Bu açıdan bakıldığında akıllıca olan şey bilinçlendirme faaliyetlerinin durmadan devam etmesidir. Hele de tütüne yeni başlayanların sayısı artarken. Ayrıca tütün kullanımında dikkate alınması gereken önemli değişiklikler var. Yakın geçmişte tütün kullanımı erkeklerle sınırlıyken bugün her iki cinsiyeti de kapsıyor. Eskiden tütün içmeye genç yaşlarda başlanırken, günümüzde bu çocuk yaşlarına kadar indi. Tütüne başlayanlar bazında artan bu değişimler dikkate alındığında bilinçlendirme faaliyetlerinin artırılması ve iki katına çıkarılması gerekmektedir. Zira bu mesele yeryüzündeki hayatın geleceğinin ve aynı zamanda yaşam kalitesinin özüdür. Bu, herhangi bir ülkedeki iş gücü ile ilgilidir. Tütün içmenin insan vücudundaki solunum sistemini ve akciğerleri nasıl bitirdiğini biliyoruz.

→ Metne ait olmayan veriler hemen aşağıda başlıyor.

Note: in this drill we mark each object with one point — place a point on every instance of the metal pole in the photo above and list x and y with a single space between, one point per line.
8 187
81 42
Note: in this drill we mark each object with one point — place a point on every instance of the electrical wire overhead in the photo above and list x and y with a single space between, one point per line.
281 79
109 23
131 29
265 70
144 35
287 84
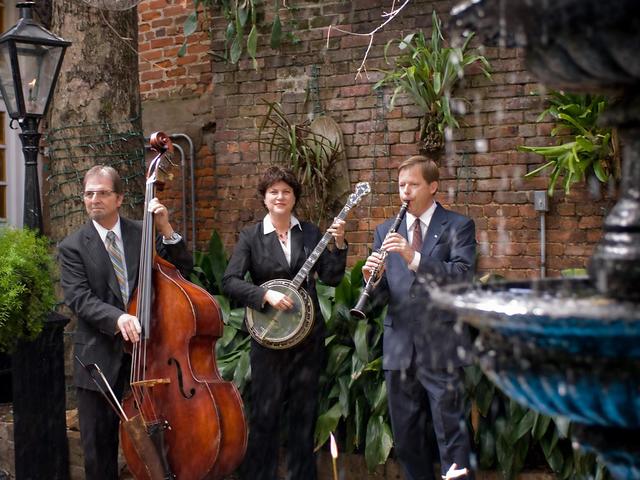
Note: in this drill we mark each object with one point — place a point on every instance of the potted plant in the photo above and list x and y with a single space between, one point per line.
26 283
428 71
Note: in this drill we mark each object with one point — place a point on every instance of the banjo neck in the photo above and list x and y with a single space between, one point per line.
315 255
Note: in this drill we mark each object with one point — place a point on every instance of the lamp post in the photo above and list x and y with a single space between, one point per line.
30 61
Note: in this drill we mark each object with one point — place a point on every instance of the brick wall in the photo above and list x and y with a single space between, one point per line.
482 175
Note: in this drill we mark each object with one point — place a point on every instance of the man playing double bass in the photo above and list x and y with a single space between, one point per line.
99 273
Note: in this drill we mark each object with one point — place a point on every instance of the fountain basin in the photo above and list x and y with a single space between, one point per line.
557 346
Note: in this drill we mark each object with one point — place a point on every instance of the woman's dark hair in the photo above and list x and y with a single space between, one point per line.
277 174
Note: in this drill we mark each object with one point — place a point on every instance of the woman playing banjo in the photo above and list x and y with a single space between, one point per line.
276 248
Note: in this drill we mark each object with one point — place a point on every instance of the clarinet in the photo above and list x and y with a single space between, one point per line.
358 310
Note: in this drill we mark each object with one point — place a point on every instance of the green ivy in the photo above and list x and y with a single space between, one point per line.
26 283
589 150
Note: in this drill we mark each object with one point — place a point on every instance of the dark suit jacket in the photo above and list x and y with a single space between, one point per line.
447 256
91 291
262 256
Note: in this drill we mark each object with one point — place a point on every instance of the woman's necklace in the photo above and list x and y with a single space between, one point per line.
284 236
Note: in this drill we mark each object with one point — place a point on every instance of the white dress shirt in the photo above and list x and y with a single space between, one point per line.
267 227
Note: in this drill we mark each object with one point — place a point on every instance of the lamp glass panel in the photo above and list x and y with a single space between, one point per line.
7 88
3 202
37 64
3 167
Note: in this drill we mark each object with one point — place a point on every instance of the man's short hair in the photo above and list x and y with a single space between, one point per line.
428 167
105 171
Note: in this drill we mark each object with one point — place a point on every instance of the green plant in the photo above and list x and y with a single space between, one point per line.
353 395
590 151
311 156
26 283
240 15
428 71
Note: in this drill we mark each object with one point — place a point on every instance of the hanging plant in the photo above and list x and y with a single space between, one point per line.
312 157
241 16
26 270
427 71
590 151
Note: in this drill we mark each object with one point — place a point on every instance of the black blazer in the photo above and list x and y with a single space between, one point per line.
91 291
262 256
447 256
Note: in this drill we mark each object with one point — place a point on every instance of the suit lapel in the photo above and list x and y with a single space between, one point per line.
297 250
437 224
101 259
272 246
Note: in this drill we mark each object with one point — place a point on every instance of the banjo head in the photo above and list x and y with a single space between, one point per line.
279 329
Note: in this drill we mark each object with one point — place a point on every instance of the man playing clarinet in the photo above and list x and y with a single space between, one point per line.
421 347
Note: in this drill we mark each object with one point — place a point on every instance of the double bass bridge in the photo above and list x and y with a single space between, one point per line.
150 382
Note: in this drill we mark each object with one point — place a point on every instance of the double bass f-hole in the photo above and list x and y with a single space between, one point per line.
192 391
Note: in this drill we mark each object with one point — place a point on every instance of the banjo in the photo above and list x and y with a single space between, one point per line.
280 329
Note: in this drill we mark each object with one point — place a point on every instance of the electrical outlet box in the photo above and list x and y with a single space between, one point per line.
541 200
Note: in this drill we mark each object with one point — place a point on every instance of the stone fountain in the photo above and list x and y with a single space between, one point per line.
571 347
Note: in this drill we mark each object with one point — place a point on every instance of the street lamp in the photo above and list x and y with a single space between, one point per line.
30 61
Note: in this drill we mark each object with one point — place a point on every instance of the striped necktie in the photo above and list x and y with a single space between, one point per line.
117 260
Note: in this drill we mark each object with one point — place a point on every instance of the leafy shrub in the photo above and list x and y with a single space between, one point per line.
26 270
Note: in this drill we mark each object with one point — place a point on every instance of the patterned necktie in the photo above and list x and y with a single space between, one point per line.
416 241
117 260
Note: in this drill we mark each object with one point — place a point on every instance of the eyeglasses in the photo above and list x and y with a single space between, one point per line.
98 193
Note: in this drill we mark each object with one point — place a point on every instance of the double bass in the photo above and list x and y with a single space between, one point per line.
181 420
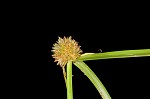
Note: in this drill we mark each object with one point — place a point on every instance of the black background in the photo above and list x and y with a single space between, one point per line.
34 73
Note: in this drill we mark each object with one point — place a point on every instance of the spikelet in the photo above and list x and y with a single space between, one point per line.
65 49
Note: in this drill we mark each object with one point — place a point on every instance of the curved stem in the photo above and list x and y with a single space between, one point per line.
94 79
115 54
69 80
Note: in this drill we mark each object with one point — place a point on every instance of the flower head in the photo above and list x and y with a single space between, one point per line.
65 49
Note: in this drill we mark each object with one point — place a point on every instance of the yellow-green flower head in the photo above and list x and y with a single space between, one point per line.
65 49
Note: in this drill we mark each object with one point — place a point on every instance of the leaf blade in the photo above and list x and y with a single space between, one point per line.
116 54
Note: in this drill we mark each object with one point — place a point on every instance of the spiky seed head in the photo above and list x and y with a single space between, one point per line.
65 49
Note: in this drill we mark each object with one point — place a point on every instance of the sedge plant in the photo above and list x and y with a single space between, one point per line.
66 52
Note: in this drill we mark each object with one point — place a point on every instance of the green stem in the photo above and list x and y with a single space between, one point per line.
69 80
94 79
115 54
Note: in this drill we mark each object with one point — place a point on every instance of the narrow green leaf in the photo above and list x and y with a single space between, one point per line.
115 54
93 78
69 81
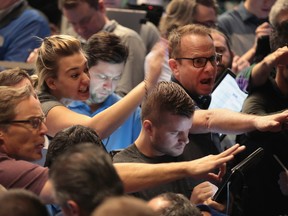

Tabii ki ortada bir sorun var ki o da tütün içen ya da içmeyen herkesin bunu kötülemesi. Hatta tütün üreticileri bizzat kendileri sigara paketlerinin üstüne şu ünlü sözü yazar: Sigara içmek sağlığa zararlıdır. Bununla da kalmazlar, sigaranın vücut üzerindeki etkisini gösteren iğrenç fotoğraflar koyarlar. Yani bunu zararını bildirerek tedarik edip dağıtırlar. Farkındalık yaratma çabalarını başarısızlıkla sonuçlandıran belki de bu cümledir. Çünkü her paket sigaraya uyarı koyanların çoğu tütün satıcılarıdır.

Dolayısıyla bağımlılık yapan ürünler ve bağımlılıktan vazgeçmenin zorluğunun, farkındalık kampanyalarını büyük zorluklarla karşı karşıya bıraktığı söylenebilir. Bu yüzden, tütünü bırakma çağrısının söyleminin değişmesi önemli olabilir. Çünkü bu sektörden milyonlarca insan geçimini sağlıyor. Bu nedenle, bu konuda uygun ve aceleci olmayan bir çözüm arayışı gereklidir. Nitekim tütüne savaş açmak işsizliği doğurur ve sonra bunun da çözülmesi gerekir.

Diğer yandan tütünü bırakmak için herhangi bir çabanın başarısına katkıda bulunan bütüncül bir atmosfer gerektiğini gözlemliyoruz.

Aynı zamanda söylemin gerektiğinden daha fazla hoşgörülü olduğunu ve kamuoyunda derin tartışmalara yol açabilecek alanlara dokunmadığını düşünüyoruz: Örneğin hasta olup tütün kullananı intihar yönelimli olarak tanımlarken, tütün kullanan kişiyi çevresine ve içmeyen kişilere saldıran biri olarak tanımlamıyoruz. Pasif içiciler tütün kullanmasa bile bunun zararını çekiyor. Ancak tütün kullananlar suçlanmıyor ve konuyu, tütün kullanmayanların kendisini tütün kullananlardan korumaya hakkı olduğu açısından ele almıyoruz.